The Perl Toolchain Summit needs more sponsors. If your company depends on Perl, please support this very important event.

NAME

TM::Corpus - Topic Maps, Document Corpus

SYNOPSIS

   use TM;
   my $tm = ...

   use TM::Corpus;
   my $co = new TM::Corpus (map => $tm);    # bind with map

   $co->useragent (new LWP::UserAgent);     # would be the default anyway

   $co->update;                             # copy all content from the map
   $co->harvest;                            # add documents from the Internet

ABSTRACT

This package connects a topic map instance and a document corpus into one container.

DESCRIPTION

A corpus is normally a set of documents. A topic map based corpus is a set of documents, internal or external to a topic map.
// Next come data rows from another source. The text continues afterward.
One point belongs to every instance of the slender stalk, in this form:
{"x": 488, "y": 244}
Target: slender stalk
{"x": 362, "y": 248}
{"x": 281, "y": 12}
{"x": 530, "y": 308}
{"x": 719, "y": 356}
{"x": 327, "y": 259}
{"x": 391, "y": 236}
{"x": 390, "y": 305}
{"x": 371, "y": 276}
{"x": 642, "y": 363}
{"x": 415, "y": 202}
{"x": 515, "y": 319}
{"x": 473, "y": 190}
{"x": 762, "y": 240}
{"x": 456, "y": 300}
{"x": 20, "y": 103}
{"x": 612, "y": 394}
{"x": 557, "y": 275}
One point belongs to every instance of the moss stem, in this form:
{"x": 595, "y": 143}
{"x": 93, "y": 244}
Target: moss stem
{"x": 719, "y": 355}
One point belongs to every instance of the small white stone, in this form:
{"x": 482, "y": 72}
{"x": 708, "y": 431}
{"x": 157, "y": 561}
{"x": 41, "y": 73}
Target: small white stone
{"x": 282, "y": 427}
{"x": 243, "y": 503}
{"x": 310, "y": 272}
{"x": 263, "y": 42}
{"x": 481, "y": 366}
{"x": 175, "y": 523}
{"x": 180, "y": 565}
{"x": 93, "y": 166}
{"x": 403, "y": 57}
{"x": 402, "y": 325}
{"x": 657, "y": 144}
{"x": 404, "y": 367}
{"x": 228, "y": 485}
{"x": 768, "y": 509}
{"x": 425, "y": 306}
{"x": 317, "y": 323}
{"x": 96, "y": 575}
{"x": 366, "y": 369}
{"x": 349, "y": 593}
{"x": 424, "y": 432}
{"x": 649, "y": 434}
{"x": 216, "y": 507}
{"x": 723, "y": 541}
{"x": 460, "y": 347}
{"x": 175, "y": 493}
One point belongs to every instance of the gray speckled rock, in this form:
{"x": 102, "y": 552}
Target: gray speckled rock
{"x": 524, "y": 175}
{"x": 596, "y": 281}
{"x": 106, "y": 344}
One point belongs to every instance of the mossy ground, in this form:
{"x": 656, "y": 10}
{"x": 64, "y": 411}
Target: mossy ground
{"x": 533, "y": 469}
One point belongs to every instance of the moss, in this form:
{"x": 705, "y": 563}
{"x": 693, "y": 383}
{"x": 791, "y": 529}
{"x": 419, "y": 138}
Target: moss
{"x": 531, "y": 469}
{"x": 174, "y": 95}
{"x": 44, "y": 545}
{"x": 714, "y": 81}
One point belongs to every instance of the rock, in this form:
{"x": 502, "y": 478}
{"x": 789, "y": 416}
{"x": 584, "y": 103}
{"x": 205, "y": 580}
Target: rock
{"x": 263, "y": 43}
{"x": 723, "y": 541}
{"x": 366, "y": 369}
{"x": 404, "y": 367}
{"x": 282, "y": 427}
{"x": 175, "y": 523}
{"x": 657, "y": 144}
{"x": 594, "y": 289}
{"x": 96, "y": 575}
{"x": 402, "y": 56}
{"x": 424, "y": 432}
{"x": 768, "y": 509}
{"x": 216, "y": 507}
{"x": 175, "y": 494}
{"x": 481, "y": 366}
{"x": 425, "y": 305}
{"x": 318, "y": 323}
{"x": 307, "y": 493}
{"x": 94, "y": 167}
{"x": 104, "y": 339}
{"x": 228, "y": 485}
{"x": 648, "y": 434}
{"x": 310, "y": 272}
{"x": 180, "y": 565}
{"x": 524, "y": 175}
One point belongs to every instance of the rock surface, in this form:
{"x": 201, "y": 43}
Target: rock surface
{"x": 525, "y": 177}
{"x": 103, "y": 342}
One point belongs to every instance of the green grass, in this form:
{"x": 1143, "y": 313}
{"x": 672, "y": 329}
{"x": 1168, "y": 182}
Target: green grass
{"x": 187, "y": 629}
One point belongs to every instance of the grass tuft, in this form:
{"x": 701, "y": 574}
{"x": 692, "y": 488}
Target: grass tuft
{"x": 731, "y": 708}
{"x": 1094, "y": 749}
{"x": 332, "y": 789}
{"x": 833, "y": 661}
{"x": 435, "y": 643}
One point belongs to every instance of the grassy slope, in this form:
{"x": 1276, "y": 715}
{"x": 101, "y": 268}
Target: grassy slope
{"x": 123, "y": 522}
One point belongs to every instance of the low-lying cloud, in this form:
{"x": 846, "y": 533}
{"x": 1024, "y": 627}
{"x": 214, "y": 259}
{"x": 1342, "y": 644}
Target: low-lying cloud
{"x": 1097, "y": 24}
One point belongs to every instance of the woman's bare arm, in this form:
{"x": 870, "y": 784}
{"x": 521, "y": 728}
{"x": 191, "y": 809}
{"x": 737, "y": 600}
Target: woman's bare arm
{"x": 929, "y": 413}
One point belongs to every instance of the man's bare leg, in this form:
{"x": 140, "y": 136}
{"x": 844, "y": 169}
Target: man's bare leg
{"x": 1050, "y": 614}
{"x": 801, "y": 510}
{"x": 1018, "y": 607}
Whenever your topic map is stable, you can first update the corpus with the content and then let an user agent download all documents which are mentioned in the map. With this data corpus you can then do any number of things, one of them having it fulltext-searched.

INTERFACE

Constructor

The constructor accepts a hash as parameter with the following keys:

map (mandatory)

The value must be a TM object. Any map should do.

ua (optional)

You can pass in your own <LWP::UserAgent> object. That is used when you ask to harvest the documents behind occurrence URLs. If you omit that, a stock object will be generated.

Methods

useragent

my $ua = $co->useragent

$co->useragent ($ua)

Read/write accessor for the user agent component.

map

my $tm = $co->map

Read-only access to the underlying map.

resources

Read-only access to the data. Probably not wise to use, but here it is.

update

$co = $co->update

$co->update

This method synchronizes all data from the map into the corpus. The underlying map is the authoritative source, but when it is modified, the corpus is NOT automatically updated. Instead, you should invoke this method at a suitable time.

harvest

$co = $co->harvest

$co->harvest

This method uses the defined user agent to resolve all URLs within the underlying map and to load the content locally. All network related modalities (timeout, limits, etc.) have to be implemented via the user agent.

SEE ALSO

TM::Corpus::SearchAble

COPYRIGHT AND LICENSE

Copyright 200[8] by Robert Barta, <drrho@cpan.org>

This library is free software; you can redistribute it and/or modify it under the same terms as Perl itself.